Ragam akrab atau ragam intim adalah variasi bahasa
yang biasa digunakan oleh para penutur yang hubungannya sudah akrab, seperti
antar anggota keluarga, atau antar teman yang sudah karib.Ragam ini ditandai
dengan penggunaan bahasa yang tidak lengkap, pendek-pendek, dan dengan
artikulasi yang sering kali tidak jelas.
Dari
pendapat di atas, maka variasi dari segi keformalan mempunyai bermacam-macam
variasi ragam bahasa. Para penutur dalam suatu tuturan meskipun mereka mempunyai tuturan
masing-masing, memiliki kesamaan ciri yang memadahi bahwa mereka berada dalam
satu tuturan. Maka dalam kehidupan sehari-hari
kita bisa menggunakannya dari variasi segi keformalan tersebut.

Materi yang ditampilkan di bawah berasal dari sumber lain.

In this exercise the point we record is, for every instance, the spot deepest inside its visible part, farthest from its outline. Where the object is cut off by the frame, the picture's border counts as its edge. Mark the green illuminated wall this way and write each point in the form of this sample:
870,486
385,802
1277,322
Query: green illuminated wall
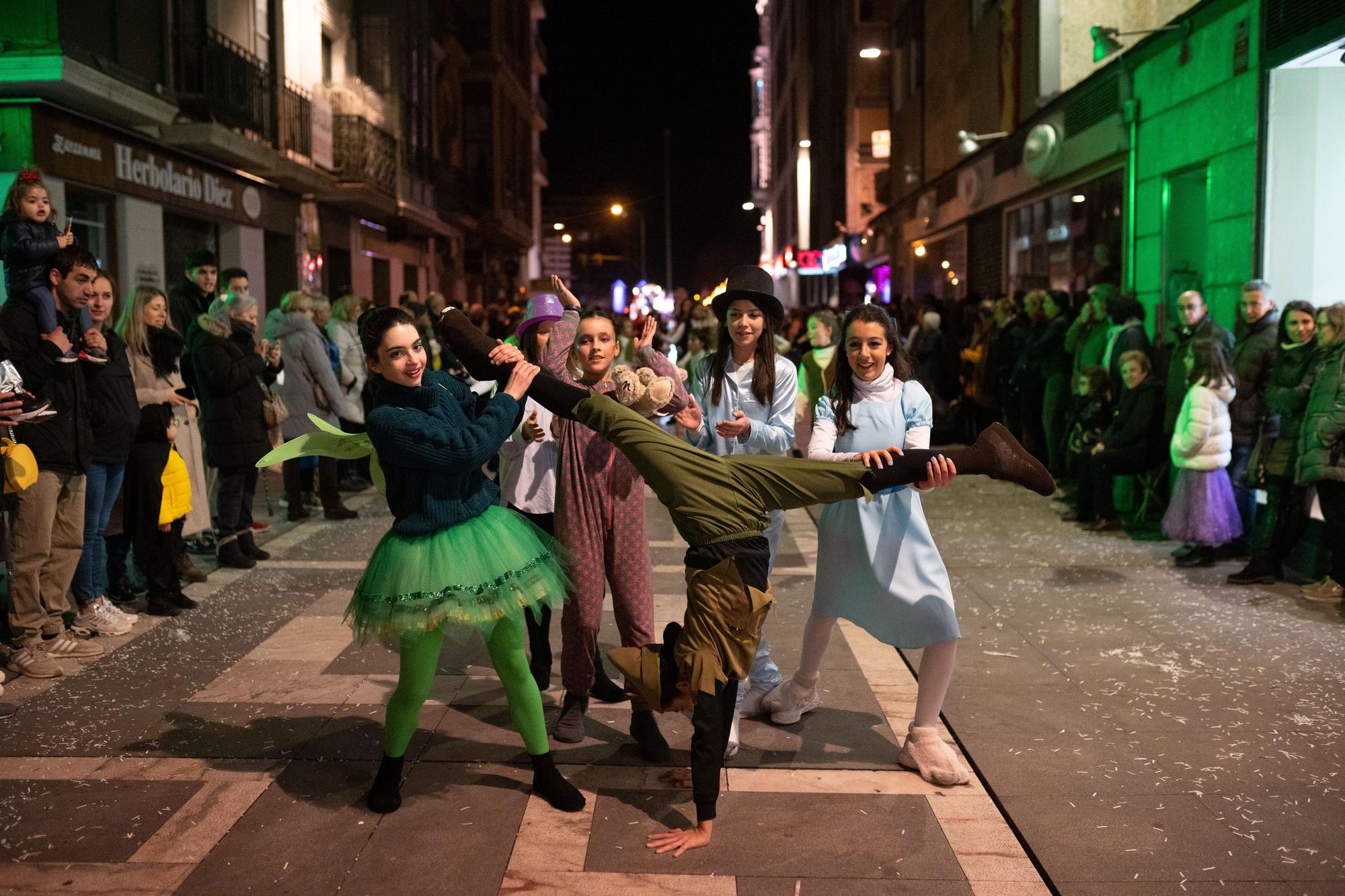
1195,114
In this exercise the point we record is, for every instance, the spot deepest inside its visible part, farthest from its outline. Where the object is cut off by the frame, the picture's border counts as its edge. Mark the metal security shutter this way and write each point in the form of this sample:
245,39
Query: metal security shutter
1293,28
985,253
1093,101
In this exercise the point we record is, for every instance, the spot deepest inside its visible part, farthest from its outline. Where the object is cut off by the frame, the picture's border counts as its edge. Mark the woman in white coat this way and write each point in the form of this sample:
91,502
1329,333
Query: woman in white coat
746,407
1203,509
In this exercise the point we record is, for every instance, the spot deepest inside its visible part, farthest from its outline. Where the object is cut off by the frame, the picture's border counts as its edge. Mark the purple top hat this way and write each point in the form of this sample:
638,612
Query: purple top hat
544,306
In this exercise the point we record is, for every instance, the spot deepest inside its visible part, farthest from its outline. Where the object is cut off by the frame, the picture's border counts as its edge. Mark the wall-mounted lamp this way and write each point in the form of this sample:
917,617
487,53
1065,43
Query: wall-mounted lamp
969,143
1106,44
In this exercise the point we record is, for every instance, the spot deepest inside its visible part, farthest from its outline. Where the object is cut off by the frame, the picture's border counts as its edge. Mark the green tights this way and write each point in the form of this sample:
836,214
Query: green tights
420,659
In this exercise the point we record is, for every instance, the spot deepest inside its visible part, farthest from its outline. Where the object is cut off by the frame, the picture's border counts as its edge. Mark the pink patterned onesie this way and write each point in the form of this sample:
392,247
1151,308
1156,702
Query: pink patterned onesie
601,520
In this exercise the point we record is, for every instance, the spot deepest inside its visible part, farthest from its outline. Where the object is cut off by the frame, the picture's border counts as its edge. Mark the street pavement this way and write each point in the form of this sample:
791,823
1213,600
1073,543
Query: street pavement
1136,728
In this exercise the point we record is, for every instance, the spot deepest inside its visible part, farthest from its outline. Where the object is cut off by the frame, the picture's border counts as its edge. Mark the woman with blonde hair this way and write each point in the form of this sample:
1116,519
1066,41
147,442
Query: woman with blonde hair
155,350
311,388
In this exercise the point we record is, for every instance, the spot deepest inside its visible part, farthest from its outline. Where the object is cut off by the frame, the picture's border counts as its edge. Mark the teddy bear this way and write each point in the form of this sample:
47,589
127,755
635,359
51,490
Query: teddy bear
644,391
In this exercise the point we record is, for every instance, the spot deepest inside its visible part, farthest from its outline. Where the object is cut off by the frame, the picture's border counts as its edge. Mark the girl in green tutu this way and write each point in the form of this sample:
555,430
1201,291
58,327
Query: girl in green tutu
454,559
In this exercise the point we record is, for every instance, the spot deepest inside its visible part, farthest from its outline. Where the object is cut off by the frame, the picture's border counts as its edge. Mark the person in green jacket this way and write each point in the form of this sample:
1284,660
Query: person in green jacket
1321,444
1285,514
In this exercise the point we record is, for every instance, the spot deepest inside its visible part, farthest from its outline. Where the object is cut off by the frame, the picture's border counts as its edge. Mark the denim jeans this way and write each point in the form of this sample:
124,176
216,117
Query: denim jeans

4. Variasi dari Segi Sarana
Chaer
(2004:95) menyatakan bahwa variasi bahasa dapat pula dilihat dari segi sarana
atau jalur yang digunakan. Dalam hal ini dapat disebut adanya ragam lisan dan
ragam tulis, atau juga ragam dalam berbahasa dengan menggunakan sarana atau
alat tertentu, misalnya dalam bertelepon atau bertelegraf. Adanya ragam bahasa
lisan dan ragam bahasa tulis didasarkan pada kenyataan bahwa bahasa lisan dan
bahasa tulis memiliki struktur yang tidak sama. Adanya ketidaksamaan wujud
struktur ini karena dalam berbahasa lisan atau dalam penyampaian informasi
secara lisan.
Dari
pengertian tersebut dapat pula ditarik kesimpulan bahwa dalam berbahasa tulis
kita harus lebih menaruh perhatian agar kalimat-kalimat yang kita susun bisa
dapat dipahami pembaca dengan baik. Kesalahan atau kcesalah pengertian dalam
berbahasa lisan dapat segera diperbaiki atau diralat, tetapi dalam berbahasa
tulis kesalahan atau kesalah pengertian baru kemudian bisa diperbaiki.